Entrepreneurs often get the advice from their lawyers and friends to require that a Non-Disclosure Agreement (NDA) or Confidentiality Agreement (CA) – NDA’s for the remainder of this FAQ – be signed before disclosing anything about their new venture/idea/product/etc. Most professional advisors hate them, and refuse to sign them. Here’s why:

An experienced business broker / M&A advisor will ALWAYS secure an NDA from all prospective buyers in advance of releasing any of your confidential information. It’s literally step one when engaging a new prospect on your behalf.  It’s their job to disclose appropriate information at the appropriate time to appropriate individuals (i.e. those that have signed their firms NDA).  It doesn’t make sense for the person you have representing you to sign their own NDA.

Another reason professional advisors hate being asked to sign NDA’s is that it gets complicated fast. The most sought after advisors talk with over 100 prospects per year. If you signed NDA’s with everyone it wouldn’t take long before the advisor was so limited in who they engaged due to conflicts that they would be out of business.

In summary, if the individual is not familiar to you and poses a competitive risk an NDA is appropriate.
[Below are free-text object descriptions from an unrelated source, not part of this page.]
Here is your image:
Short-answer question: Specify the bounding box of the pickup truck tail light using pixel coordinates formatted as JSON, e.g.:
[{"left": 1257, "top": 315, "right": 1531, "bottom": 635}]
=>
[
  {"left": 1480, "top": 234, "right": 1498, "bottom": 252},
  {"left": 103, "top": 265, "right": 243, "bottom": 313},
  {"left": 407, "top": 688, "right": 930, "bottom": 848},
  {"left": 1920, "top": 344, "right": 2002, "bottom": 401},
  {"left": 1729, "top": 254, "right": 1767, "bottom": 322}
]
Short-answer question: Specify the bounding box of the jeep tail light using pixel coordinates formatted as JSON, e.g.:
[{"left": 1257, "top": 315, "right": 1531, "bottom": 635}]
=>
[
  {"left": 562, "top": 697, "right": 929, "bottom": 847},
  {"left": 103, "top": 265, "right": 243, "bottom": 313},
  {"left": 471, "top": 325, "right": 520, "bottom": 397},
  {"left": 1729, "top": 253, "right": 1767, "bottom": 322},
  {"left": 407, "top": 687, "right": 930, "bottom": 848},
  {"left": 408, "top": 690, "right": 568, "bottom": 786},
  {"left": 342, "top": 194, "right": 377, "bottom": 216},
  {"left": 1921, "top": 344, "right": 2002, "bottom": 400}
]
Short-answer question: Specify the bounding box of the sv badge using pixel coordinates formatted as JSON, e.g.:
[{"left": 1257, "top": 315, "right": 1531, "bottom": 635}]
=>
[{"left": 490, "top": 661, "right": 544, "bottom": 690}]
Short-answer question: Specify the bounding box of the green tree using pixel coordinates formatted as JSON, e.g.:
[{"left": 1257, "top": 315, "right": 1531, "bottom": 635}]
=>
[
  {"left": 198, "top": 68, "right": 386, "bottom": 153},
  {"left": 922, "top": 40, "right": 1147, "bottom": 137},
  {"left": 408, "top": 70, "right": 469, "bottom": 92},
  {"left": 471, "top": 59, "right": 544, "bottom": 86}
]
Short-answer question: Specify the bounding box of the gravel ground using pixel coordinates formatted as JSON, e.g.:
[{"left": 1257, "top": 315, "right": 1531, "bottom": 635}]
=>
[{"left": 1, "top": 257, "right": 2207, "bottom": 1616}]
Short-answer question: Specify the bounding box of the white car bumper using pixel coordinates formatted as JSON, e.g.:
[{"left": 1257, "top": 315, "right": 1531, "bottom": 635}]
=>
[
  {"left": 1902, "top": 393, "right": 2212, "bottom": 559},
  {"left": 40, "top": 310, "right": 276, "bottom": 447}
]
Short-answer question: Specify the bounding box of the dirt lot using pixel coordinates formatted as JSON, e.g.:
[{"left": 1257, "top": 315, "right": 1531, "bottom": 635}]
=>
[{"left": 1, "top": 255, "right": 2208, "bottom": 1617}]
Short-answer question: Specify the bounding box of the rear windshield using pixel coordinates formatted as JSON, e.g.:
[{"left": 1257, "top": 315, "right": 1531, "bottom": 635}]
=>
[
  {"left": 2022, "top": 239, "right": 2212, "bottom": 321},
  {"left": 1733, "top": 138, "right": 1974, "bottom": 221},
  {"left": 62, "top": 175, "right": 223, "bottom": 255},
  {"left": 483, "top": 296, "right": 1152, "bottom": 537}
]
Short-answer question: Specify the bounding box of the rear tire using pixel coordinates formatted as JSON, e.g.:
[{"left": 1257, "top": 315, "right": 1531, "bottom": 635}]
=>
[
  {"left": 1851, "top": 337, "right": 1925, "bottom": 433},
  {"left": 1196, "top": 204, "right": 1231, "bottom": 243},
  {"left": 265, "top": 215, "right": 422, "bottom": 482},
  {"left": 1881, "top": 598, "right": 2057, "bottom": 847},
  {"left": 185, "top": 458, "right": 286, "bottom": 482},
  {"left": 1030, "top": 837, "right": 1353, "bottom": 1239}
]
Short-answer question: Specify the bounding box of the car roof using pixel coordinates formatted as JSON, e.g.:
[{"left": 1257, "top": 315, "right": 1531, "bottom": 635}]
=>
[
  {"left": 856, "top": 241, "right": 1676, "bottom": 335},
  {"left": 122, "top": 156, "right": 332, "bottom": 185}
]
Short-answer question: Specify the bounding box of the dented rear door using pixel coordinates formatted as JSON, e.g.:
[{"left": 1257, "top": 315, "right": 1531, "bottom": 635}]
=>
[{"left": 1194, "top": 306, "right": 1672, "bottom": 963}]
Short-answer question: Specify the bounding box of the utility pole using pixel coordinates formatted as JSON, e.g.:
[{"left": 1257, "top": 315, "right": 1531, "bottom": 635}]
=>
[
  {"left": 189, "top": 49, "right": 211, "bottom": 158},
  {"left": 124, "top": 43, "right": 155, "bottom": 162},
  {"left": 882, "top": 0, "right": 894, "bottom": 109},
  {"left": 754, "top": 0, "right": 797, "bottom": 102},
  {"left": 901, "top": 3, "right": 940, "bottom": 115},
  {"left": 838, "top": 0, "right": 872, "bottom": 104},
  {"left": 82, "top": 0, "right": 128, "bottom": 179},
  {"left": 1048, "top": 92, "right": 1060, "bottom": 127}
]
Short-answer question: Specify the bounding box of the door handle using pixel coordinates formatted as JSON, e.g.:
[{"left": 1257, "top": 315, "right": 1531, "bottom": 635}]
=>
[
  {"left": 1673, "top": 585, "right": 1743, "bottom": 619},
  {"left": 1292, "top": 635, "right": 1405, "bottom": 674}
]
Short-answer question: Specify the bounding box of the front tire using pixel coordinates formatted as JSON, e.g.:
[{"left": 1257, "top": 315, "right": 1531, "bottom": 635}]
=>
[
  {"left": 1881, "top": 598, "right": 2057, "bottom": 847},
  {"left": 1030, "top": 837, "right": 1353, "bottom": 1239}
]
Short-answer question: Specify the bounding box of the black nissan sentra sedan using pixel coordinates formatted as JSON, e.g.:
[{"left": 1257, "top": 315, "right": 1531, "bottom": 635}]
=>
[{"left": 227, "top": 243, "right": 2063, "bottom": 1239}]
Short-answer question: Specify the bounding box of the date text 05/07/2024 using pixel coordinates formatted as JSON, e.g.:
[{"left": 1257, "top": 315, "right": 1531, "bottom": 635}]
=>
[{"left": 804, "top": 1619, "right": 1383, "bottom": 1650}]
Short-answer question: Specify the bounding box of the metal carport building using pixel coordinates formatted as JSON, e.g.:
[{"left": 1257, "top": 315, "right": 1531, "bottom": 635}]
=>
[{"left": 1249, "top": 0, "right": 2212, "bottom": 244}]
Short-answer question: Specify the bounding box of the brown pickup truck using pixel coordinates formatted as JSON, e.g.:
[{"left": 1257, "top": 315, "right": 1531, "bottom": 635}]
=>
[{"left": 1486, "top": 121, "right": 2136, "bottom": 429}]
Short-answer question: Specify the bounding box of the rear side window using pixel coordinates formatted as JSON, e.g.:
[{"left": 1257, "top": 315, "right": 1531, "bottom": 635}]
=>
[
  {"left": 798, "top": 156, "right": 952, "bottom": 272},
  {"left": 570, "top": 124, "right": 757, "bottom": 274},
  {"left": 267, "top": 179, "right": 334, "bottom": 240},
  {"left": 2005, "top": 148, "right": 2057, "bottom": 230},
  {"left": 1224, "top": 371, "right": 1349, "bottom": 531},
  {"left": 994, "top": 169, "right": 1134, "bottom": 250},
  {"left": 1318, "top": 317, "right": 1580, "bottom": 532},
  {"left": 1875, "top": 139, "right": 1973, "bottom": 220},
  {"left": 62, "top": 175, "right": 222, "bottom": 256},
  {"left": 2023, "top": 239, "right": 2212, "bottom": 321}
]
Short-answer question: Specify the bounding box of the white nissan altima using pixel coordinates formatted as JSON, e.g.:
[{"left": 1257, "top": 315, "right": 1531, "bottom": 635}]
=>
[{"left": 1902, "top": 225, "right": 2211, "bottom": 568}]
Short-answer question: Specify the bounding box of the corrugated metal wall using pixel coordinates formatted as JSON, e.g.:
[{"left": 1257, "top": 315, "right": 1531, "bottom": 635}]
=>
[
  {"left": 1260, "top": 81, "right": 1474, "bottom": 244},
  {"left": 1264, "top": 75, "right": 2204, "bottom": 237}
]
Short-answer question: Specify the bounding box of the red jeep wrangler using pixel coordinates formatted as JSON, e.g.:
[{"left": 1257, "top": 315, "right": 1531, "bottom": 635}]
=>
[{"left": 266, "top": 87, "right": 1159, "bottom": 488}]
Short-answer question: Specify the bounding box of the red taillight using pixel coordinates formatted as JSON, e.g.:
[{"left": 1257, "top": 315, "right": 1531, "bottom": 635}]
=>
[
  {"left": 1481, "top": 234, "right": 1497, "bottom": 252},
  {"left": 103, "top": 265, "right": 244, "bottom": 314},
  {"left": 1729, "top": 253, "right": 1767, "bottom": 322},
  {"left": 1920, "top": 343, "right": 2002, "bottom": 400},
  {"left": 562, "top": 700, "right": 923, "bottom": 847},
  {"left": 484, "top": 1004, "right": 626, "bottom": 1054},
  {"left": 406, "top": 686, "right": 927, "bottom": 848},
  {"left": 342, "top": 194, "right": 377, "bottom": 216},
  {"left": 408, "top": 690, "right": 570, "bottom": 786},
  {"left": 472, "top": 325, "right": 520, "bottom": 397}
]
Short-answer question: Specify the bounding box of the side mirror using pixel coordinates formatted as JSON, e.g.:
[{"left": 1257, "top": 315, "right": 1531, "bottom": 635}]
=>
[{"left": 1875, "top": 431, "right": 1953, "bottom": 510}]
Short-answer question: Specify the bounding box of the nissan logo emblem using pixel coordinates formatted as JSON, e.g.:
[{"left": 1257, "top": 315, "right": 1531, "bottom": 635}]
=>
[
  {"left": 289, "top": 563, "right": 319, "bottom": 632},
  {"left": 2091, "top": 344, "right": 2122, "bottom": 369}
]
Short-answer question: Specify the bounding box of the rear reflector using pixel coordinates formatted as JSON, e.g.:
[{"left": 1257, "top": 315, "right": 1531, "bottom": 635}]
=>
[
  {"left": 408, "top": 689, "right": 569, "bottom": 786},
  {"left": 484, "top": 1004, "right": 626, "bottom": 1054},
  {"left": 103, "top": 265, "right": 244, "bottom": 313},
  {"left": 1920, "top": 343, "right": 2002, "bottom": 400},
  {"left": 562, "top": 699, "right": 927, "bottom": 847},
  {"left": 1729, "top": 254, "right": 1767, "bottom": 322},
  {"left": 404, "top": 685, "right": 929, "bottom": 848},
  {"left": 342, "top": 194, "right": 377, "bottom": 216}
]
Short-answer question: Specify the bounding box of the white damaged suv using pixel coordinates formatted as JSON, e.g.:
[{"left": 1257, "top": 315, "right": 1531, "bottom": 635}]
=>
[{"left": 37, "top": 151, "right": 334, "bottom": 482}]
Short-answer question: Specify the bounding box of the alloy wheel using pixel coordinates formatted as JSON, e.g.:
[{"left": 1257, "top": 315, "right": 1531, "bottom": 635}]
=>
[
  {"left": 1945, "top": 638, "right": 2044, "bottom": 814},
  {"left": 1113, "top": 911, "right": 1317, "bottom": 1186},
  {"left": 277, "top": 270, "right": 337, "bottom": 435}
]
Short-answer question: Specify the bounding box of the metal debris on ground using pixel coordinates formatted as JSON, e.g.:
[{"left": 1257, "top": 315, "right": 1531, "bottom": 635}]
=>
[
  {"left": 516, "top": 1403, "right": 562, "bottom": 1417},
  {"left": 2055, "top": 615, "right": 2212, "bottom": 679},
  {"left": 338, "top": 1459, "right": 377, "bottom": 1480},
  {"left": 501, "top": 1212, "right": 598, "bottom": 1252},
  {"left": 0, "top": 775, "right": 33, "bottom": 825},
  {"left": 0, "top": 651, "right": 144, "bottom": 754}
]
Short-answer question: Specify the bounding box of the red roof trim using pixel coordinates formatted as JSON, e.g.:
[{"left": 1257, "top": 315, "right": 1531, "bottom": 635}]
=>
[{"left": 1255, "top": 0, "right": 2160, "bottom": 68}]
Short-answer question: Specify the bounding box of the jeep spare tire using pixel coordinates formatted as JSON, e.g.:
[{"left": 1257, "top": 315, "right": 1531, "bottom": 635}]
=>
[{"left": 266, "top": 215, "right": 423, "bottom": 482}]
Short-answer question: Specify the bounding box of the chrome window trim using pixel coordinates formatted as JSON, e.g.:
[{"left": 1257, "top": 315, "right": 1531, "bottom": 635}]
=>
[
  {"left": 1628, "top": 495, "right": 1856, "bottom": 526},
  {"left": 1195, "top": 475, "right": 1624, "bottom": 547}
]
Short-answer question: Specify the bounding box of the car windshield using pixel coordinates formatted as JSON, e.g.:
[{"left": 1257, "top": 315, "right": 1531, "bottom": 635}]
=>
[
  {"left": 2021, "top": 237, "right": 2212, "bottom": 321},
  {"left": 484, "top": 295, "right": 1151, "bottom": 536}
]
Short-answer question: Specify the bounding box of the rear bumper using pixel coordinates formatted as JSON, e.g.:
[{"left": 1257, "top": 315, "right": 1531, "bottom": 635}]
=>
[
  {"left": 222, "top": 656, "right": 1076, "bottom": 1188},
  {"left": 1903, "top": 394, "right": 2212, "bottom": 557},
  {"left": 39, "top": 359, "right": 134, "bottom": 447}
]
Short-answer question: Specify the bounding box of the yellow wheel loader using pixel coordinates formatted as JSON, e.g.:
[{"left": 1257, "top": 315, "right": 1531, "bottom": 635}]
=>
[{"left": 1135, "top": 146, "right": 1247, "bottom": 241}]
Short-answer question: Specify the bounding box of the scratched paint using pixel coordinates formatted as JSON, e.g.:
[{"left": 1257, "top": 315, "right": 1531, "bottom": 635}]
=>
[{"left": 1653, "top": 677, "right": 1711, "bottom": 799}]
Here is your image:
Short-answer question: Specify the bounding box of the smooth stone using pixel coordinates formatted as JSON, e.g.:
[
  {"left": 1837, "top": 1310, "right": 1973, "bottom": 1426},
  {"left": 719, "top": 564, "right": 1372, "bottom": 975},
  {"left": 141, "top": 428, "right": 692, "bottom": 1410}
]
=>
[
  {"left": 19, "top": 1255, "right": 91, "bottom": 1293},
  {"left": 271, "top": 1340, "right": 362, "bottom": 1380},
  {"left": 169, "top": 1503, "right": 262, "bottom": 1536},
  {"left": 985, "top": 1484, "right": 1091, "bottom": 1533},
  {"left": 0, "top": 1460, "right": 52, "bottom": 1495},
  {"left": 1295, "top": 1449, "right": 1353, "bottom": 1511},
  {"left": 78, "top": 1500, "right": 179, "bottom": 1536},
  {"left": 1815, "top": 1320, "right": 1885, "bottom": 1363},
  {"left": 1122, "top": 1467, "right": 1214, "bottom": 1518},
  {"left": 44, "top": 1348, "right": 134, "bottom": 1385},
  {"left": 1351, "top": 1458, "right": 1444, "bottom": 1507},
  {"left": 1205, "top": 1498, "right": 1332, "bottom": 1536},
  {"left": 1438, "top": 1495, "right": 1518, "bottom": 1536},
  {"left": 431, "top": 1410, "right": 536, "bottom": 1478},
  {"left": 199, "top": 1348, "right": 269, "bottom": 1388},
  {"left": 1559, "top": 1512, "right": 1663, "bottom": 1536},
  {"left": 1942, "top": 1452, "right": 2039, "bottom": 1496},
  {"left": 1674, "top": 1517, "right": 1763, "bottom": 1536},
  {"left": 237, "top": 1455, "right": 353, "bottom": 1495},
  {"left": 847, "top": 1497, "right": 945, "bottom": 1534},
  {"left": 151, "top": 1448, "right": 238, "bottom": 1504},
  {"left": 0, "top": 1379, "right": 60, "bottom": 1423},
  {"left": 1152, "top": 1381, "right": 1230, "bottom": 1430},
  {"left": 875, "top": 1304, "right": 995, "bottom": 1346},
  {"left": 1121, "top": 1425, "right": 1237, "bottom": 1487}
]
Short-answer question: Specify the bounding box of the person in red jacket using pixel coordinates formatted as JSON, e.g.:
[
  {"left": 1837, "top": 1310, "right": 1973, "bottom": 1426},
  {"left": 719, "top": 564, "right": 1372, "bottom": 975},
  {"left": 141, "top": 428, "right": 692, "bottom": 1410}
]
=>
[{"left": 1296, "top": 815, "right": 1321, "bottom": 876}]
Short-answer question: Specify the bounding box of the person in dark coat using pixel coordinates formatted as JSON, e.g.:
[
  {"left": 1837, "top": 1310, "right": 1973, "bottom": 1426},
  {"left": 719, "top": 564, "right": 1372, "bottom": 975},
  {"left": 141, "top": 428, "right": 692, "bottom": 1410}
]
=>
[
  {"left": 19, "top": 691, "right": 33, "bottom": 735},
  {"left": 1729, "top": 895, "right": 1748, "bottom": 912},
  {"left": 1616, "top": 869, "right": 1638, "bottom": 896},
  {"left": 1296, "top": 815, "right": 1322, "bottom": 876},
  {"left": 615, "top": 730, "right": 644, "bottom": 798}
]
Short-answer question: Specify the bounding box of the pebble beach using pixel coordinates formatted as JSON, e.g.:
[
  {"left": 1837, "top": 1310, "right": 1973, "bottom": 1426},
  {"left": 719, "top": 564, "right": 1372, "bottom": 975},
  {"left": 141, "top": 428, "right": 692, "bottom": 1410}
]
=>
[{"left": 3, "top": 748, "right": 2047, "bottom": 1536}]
If the individual is a professional advisor (Attorney, CPA, Business Broker, M&A Advisor, Venture Capitalist, Angel Investor, etc.) it is generally inappropriate – especially if you are reaching out to them for advice and counsel.

If you are totally risk-averse, then push to always get signed NDAs. Chances are the most experienced and valuable contacts will choose to pass.

Lastly, professionals like the ones listed earlier are in the business of doing transactions. They trade on their experience, networks and reputations. There is little, if any, incentive to violate a prospects confidentiality or trust.